The fifth episode of House of the Dragon ’s second season was bound to be quieter and less action-packed—an emotional comedown after the showy conclusion to last week’s “The Red Dragon and the Gold.” There were no dragon flames or on-screen deaths in Episode 5; the climax involved not a three-way aerial dragon duel, but a conversation in a library room. The Game of Thrones franchise is at its best when it balances cinematic set pieces and political maneuvering, so as we all—characters and viewers alike—take a moment to breathe after the battle at Rook’s Rest, it’s a good week to focus on the latter.

On the military side, Team Black is in decent shape given its dragon advantage even after Meleys’s death. Even the blacks’ ostensible loss at Rook’s Rest is more like a mutually destructive draw, given the injuries to King Aegon II and Sunfyre. “Strange victory, if it was one,” Gwayne Hightower remarks on behalf of the greens.

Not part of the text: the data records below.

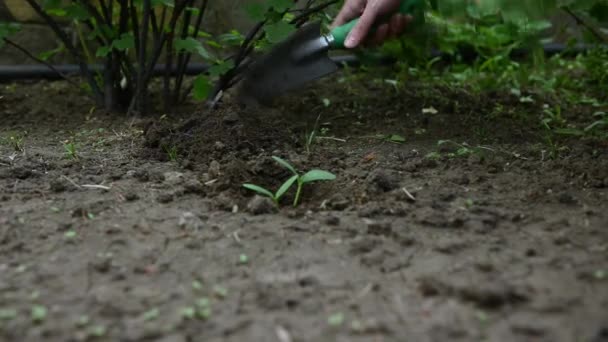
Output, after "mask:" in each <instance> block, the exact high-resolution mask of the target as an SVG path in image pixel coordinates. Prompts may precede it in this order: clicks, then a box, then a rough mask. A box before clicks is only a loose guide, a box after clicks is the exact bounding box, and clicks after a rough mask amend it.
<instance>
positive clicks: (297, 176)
mask: <svg viewBox="0 0 608 342" xmlns="http://www.w3.org/2000/svg"><path fill="white" fill-rule="evenodd" d="M297 180H298V176H297V175H293V176H291V178H289V179H288V180H287V181H286V182H285V183H283V185H281V187H280V188H279V190H277V193H276V195H275V196H274V197H275V198H276V199H277V201H278V200H279V198H281V196H283V195H284V194H285V193H286V192H287V190H289V188H291V186H292V185H293V183H295V182H296V181H297Z"/></svg>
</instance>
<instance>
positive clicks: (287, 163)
mask: <svg viewBox="0 0 608 342" xmlns="http://www.w3.org/2000/svg"><path fill="white" fill-rule="evenodd" d="M272 159H274V161H276V162H277V163H279V164H281V166H283V167H284V168H286V169H287V170H289V171H291V173H293V174H294V175H297V174H298V171H296V169H295V168H294V167H293V166H291V164H289V163H288V162H287V161H286V160H285V159H281V158H279V157H276V156H272Z"/></svg>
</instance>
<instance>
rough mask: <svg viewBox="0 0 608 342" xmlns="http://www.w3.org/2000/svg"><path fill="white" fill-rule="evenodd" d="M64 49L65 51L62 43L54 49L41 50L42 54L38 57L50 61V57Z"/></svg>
mask: <svg viewBox="0 0 608 342" xmlns="http://www.w3.org/2000/svg"><path fill="white" fill-rule="evenodd" d="M63 51H65V46H64V45H63V44H61V45H60V46H59V47H57V48H55V49H53V50H49V51H44V52H41V53H40V54H38V58H40V59H41V60H43V61H48V60H49V58H52V57H53V56H55V55H56V54H58V53H60V52H63Z"/></svg>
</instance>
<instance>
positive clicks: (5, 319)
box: [0, 309, 17, 321]
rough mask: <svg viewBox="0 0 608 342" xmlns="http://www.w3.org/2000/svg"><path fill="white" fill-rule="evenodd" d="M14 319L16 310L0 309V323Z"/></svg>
mask: <svg viewBox="0 0 608 342" xmlns="http://www.w3.org/2000/svg"><path fill="white" fill-rule="evenodd" d="M15 318H17V310H15V309H0V321H10V320H12V319H15Z"/></svg>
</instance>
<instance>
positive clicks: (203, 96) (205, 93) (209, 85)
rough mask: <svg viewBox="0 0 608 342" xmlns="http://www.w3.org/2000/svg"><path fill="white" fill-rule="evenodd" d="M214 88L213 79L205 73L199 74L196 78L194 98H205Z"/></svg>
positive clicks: (200, 98)
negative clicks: (207, 75) (210, 78)
mask: <svg viewBox="0 0 608 342" xmlns="http://www.w3.org/2000/svg"><path fill="white" fill-rule="evenodd" d="M212 89H213V85H212V84H211V80H210V79H209V78H208V77H207V76H205V75H198V76H197V77H196V79H194V99H195V100H197V101H202V100H205V99H206V98H207V97H208V96H209V93H211V90H212Z"/></svg>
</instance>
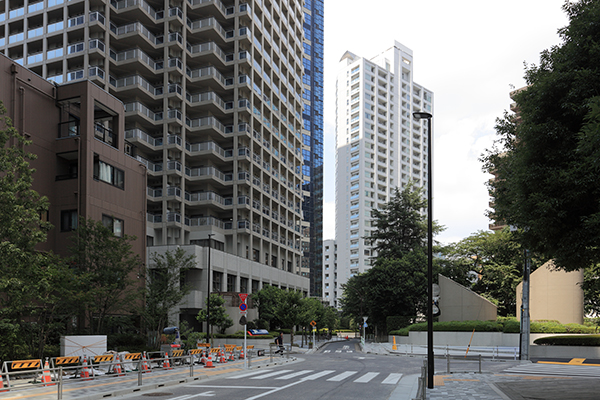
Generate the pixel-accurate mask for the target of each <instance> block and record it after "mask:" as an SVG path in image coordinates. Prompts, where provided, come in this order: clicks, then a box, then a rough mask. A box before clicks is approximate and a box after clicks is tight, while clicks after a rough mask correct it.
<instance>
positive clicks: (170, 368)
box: [163, 351, 171, 369]
mask: <svg viewBox="0 0 600 400" xmlns="http://www.w3.org/2000/svg"><path fill="white" fill-rule="evenodd" d="M163 368H165V369H171V363H169V353H168V352H166V351H165V361H164V362H163Z"/></svg>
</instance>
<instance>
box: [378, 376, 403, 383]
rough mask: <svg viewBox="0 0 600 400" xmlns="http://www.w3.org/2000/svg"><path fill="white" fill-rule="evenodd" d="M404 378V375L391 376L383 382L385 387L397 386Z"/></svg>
mask: <svg viewBox="0 0 600 400" xmlns="http://www.w3.org/2000/svg"><path fill="white" fill-rule="evenodd" d="M400 378H402V374H389V375H388V377H387V378H385V379H384V380H383V382H381V383H382V384H383V385H395V384H397V383H398V381H399V380H400Z"/></svg>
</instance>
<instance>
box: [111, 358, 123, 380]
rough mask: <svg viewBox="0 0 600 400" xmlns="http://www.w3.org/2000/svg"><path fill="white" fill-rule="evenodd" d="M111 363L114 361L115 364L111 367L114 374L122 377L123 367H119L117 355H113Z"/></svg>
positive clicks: (118, 362) (120, 363)
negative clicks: (113, 372) (113, 357)
mask: <svg viewBox="0 0 600 400" xmlns="http://www.w3.org/2000/svg"><path fill="white" fill-rule="evenodd" d="M113 361H116V363H115V365H114V367H113V371H114V373H115V374H117V375H118V376H123V367H122V366H121V358H120V357H119V355H118V354H115V356H114V358H113Z"/></svg>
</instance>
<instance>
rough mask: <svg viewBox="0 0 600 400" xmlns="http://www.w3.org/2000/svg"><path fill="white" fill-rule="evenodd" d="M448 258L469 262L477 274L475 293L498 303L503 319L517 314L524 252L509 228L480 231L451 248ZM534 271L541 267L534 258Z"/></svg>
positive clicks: (476, 276) (466, 263) (522, 272)
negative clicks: (516, 295) (506, 317)
mask: <svg viewBox="0 0 600 400" xmlns="http://www.w3.org/2000/svg"><path fill="white" fill-rule="evenodd" d="M449 257H451V258H454V259H457V260H462V261H463V262H464V263H465V264H467V263H470V266H471V270H472V271H473V272H475V273H476V274H477V275H476V277H477V279H476V281H475V282H474V284H473V285H472V289H473V291H475V292H476V293H479V294H481V295H482V296H484V297H486V298H488V299H490V300H491V301H493V302H495V303H496V304H497V306H498V314H499V315H501V316H508V315H516V306H517V298H516V289H517V285H518V284H519V283H520V282H521V281H522V280H523V263H524V251H523V248H522V247H521V245H520V243H519V242H518V240H517V237H516V235H515V233H511V232H510V230H509V228H508V227H507V228H504V229H503V230H499V231H496V232H489V231H479V232H476V233H475V234H473V235H471V236H469V237H467V238H465V239H463V240H461V241H460V242H458V243H456V244H454V245H453V246H451V249H450V250H449ZM531 261H532V262H531V271H532V272H533V271H535V270H536V269H537V267H539V266H540V265H541V264H542V260H539V259H538V258H537V257H532V259H531Z"/></svg>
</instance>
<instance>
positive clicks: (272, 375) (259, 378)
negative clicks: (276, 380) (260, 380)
mask: <svg viewBox="0 0 600 400" xmlns="http://www.w3.org/2000/svg"><path fill="white" fill-rule="evenodd" d="M288 372H292V370H291V369H282V370H281V371H275V372H271V373H270V374H266V375H259V376H255V377H252V378H250V379H266V378H271V377H273V376H277V375H282V374H286V373H288Z"/></svg>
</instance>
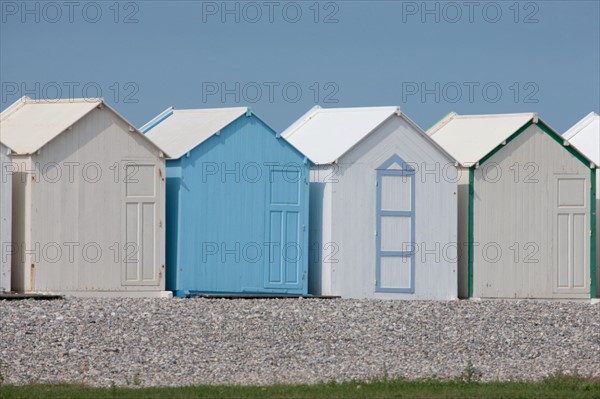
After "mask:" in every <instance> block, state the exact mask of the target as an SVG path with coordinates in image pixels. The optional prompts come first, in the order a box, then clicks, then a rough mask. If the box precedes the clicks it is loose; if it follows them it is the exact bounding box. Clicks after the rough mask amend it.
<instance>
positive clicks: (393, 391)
mask: <svg viewBox="0 0 600 399" xmlns="http://www.w3.org/2000/svg"><path fill="white" fill-rule="evenodd" d="M0 398H1V399H13V398H14V399H17V398H27V399H36V398H40V399H75V398H85V399H94V398H98V399H113V398H127V399H129V398H144V399H155V398H169V399H183V398H186V399H187V398H210V399H219V398H227V399H230V398H290V399H301V398H302V399H304V398H306V399H321V398H344V399H358V398H461V399H462V398H515V399H516V398H544V399H546V398H565V399H578V398H600V380H598V379H589V378H582V377H579V376H567V375H564V374H562V373H560V372H558V373H556V374H555V375H554V376H552V377H550V378H547V379H546V380H544V381H541V382H491V383H482V382H477V381H475V380H470V379H468V380H465V379H464V376H463V378H462V379H456V380H451V381H442V380H438V379H424V380H417V381H408V380H404V379H393V380H387V381H386V380H382V381H373V382H364V383H363V382H347V383H339V384H338V383H326V384H319V385H276V386H268V387H241V386H198V387H181V388H116V387H112V388H89V387H85V386H81V385H64V384H60V385H26V386H13V385H2V386H0Z"/></svg>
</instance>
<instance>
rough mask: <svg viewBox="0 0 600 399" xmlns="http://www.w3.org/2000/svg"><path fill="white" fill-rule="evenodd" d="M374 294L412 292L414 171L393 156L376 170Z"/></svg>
mask: <svg viewBox="0 0 600 399" xmlns="http://www.w3.org/2000/svg"><path fill="white" fill-rule="evenodd" d="M376 196H377V199H376V200H377V215H376V217H377V222H376V225H377V226H376V229H377V232H376V234H377V236H376V251H377V254H376V276H375V291H376V292H406V293H414V292H415V170H414V169H413V168H412V167H411V166H410V165H408V164H407V163H406V162H404V161H403V160H402V159H401V158H400V157H399V156H397V155H394V156H392V157H391V158H389V159H388V160H387V161H386V162H384V163H383V165H381V166H380V167H379V168H378V169H377V194H376Z"/></svg>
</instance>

(The show’s constant refrains this season that neither side truly wins a civil war, along with the regular reminders of dragon deaths—either literal or symbolic, via cups or figurines—have become excessively on the nose.) But the issue for Team Black is not merely that Rhaenyra is down two dragons after the deaths of Meleys and Arrax, or that Vhagar seems unbeatable, or that the greens currently control the Iron Throne. Her problems aren’t only about the flaws of the people around her, from Daemon’s defiance to Ser Alfre.